Monday’s Pro Football Talk on NBCSN looked at the best players to ever wear No. 80. For two guys who have had their No. 80 jerseys retired by the teams with which they made their biggest impacts, one of them wore the other guy’s number.
It happened when Jerry Rice joined the Seahawks in 2004, appearing in 11 games. He wore No. 80, even though the number had been retired for Steve Largent.
So how did the number become unretired?
“The Seahawks at the time had a President of the team [Bob Whitsitt] who had come from the NBA and didn’t really know a lot about football but knew a lot about professional sports and he called me saying that Jerry [Rice] wanted to wear number 80 but wanted to ask my permission,” Laregent said. “And so I mean Jerry Rice is asking to wear my number, I’m not going to say no and so I said, ‘Sure, that’s fine with me.’ What [Whitsitt] did was he called Jerry Rice and said, ‘Hey, Steve Largent wants you to wear his jersey when you get to Seattle.’ So Jerry said, ‘Well that’s fine, I’ll wear number 80, I thought it was retired but if Steve wants me to wear it, I’ll wear it.’
“So [Whitsitt] did a little double whammy on both Jerry and myself to ensure that Jerry Rice gets number 80 and [Whitsitt] can sell a bunch of number 80 jerseys or something but it was kind of a scam on both myself and Jerry Rice.”
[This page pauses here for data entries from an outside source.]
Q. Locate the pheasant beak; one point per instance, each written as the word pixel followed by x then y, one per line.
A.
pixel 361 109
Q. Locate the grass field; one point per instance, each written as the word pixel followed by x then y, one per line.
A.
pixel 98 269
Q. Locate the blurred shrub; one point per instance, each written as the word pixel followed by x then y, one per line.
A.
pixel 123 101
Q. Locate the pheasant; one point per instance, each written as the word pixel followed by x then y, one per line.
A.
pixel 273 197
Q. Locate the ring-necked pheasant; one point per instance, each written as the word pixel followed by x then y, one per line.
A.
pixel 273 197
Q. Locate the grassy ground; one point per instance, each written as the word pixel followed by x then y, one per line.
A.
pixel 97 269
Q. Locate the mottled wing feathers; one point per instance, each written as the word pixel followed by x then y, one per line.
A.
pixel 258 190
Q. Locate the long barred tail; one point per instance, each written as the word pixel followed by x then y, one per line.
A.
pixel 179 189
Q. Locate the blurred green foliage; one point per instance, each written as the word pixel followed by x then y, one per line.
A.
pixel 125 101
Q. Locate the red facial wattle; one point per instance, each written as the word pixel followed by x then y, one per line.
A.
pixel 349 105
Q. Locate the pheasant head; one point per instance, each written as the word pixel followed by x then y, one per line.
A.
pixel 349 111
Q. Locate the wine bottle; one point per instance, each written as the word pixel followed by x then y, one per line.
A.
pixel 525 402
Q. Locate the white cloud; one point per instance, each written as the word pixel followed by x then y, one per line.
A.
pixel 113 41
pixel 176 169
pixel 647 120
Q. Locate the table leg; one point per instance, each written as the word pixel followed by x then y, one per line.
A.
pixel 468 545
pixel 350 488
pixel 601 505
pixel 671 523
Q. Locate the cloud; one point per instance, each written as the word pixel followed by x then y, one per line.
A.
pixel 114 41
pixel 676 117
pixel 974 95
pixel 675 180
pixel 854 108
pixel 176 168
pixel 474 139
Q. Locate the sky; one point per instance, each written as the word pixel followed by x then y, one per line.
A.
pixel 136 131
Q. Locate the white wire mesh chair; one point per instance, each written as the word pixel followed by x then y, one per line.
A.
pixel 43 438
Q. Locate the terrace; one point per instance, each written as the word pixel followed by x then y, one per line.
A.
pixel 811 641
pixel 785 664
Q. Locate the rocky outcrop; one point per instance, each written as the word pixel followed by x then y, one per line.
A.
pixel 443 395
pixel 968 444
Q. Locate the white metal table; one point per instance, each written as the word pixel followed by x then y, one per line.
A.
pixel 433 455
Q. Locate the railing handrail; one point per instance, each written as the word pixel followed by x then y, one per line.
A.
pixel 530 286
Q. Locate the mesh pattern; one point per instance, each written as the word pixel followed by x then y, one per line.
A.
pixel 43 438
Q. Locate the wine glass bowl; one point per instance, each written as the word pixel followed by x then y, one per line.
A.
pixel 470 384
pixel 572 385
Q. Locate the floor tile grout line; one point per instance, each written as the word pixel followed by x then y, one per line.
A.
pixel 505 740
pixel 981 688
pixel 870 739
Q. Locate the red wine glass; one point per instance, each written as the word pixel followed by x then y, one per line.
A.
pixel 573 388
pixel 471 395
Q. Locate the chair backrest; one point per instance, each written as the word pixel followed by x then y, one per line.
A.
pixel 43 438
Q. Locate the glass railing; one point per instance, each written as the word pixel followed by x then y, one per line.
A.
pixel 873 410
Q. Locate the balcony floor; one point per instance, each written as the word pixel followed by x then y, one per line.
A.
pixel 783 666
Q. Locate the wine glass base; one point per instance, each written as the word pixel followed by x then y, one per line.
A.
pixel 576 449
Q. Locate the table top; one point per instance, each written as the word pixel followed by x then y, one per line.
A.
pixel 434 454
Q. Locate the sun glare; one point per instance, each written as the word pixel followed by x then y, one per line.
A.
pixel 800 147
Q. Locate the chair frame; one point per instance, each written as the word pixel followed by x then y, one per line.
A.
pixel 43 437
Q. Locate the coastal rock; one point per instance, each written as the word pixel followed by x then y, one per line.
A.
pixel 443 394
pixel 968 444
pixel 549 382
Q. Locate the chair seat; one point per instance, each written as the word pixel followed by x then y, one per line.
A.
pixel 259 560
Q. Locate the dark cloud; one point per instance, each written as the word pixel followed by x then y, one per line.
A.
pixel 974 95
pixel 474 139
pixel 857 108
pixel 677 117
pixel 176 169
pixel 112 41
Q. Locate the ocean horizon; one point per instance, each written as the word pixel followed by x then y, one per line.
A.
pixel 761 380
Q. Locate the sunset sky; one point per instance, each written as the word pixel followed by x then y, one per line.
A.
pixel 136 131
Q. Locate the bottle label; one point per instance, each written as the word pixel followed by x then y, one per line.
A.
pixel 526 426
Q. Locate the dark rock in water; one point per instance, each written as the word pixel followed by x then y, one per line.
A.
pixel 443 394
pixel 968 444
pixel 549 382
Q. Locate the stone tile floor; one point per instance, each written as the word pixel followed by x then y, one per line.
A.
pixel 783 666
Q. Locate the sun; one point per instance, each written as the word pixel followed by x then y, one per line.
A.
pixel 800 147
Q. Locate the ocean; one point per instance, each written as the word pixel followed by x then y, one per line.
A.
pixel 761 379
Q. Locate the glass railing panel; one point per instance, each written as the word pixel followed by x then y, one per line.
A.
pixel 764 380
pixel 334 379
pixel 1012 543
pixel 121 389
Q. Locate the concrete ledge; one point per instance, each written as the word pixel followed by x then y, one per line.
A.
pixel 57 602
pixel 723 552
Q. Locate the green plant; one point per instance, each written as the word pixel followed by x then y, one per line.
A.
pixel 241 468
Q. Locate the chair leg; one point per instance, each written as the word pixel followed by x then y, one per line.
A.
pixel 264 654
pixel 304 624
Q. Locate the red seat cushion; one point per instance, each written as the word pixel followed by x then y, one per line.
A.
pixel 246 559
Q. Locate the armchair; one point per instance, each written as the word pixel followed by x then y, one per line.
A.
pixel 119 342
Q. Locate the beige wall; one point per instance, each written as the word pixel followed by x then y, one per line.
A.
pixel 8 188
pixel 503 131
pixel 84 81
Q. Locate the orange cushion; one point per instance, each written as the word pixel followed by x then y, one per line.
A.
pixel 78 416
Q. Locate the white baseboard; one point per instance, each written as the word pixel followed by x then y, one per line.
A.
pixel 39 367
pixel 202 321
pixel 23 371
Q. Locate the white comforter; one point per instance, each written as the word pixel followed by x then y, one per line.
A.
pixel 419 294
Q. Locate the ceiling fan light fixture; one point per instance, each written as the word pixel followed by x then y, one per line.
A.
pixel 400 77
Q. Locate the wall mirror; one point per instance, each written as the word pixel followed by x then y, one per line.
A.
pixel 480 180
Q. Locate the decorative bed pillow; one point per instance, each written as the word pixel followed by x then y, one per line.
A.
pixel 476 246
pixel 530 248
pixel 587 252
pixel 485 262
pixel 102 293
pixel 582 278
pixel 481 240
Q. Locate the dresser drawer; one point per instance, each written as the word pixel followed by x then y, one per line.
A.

Rice caught plenty of flak at the time for wearing the jersey that had been retired for Largent, similar to the flak Peyton Manning caught in some circles (like this one) for wearing No. 18 after it had been retired for Frank Tripucka. If a number is retired, it’s retired. It never should be unretired — and the person for whom it was retired never should be put on the spot about unretiring the number.